Опустившись на колени, он попил воды из фляги, прислонился плечом к стойке, прислушиваясь к крысиной драке и отдыхая. Крысы не спеша уйдут из лавы: за сутки, а может, и раньше до обвала, только бы не проглядеть, когда уйдут. И снова Михаил посмеялся над собой: как же не проглядеть! Это сегодня уже полчаса дурью маемся, потому что лаву не кострим и конвейер почему-то не включают, а в обычные-то дни «тормозка» достать не успеваешь, попробуй тогда брось работу да пойди крыс высматривать, чтобы вся шахта над тобой смеялась... «Ну да ладно, а сегодня спасибо крысам, успокоили. Трусу много не нужно: он и в ложке утонет и на паутине удавится, – Михаил не мог простить себе того, что произошло с ним в эти дурные длинные полчаса. – Не-ет, братец, в дворники тебе, в дворники, а то комочком с куриное яйцо стукнет по каске, и сдохнешь от разрыва сердца, как пить дать, сдохнешь».
Размолотая холодная рассыпуха породы потекла на мокрую спину, плечи и не скатывалась с тела, шершавой творожестостью облепляла до самого пояса, за черной от пота и пыли, обвисшей на замусоленных лямках, майкой. «Сыпь, сыпь давай! – Он не увернулся, не изменил позы, зная, что за мелочью может и потяжелее чем двинуть. – Вот так же потом сыпать-то будут. Сперва по горстке бросят, а потом лопатами...»
Он вдруг поймал себя на том, что каким-то глубоко скрытым закоулком души ухватил наконец причину, которая понуждала уйти из шахты навсегда: «Все, все. Какой разговор – шахта трусу жить не даст. Все равно перелобанит. Она тебе поможет решиться один раз – и навечно», – будто не себя, а кого-то другого убеждал, не соглашающегося с ним.

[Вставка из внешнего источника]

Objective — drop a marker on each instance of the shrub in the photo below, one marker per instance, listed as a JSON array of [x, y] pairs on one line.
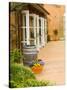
[[16, 55], [19, 73], [21, 76]]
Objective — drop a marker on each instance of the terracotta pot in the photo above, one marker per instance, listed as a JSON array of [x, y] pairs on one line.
[[37, 69]]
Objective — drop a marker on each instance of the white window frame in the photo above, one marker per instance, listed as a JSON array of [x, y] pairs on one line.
[[36, 30], [26, 12], [34, 27]]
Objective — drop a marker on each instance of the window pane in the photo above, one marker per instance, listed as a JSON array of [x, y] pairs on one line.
[[31, 21], [23, 20]]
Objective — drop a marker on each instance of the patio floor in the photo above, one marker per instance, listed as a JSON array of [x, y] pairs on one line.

Он цеплялся за эту причину, а она, словно блеклый росток, обрывалась, обрывалась. И тогда он плюнул в сердцах, нагнетаясь весь противной тяжестью непонимания самого себя: «Чего ты дурака-то валяешь? «Уходить, уходить...» Уйдешь... с печи на полати на гнутой лопате. Тыщу раз уж собирался уходить. Ушел он!»
Недорезанным кабаном внезапно заорал пустой конвейер, поволок железные цепи-скребки по вычищенному до блеска желобу-рештаку. Звуки сухие, перекаленные – они будто разламывают череп и песком натирают мозг.
– Включа-ай! – Азоркин подпрыгнул с доски, схватился за уши. – Затыкай ему хайло! Мишка, где тебя черти!..
– Потерпишь, – скорее себе, чем Азоркину, процедил сквозь зубы Михаил. Выключив свет, зачем-то еще с минуту подождал, наблюдая через просветы меж стоек, как озирается, ищет его Азоркин, и стал выбираться к комбайну. «Уйде-ешь, далеко-о уйдешь, куда ты денешься», – продолжал говорить он себе, вкладывая в сказанное какой-то потайной, вроде бы не относящийся к действительности смысл.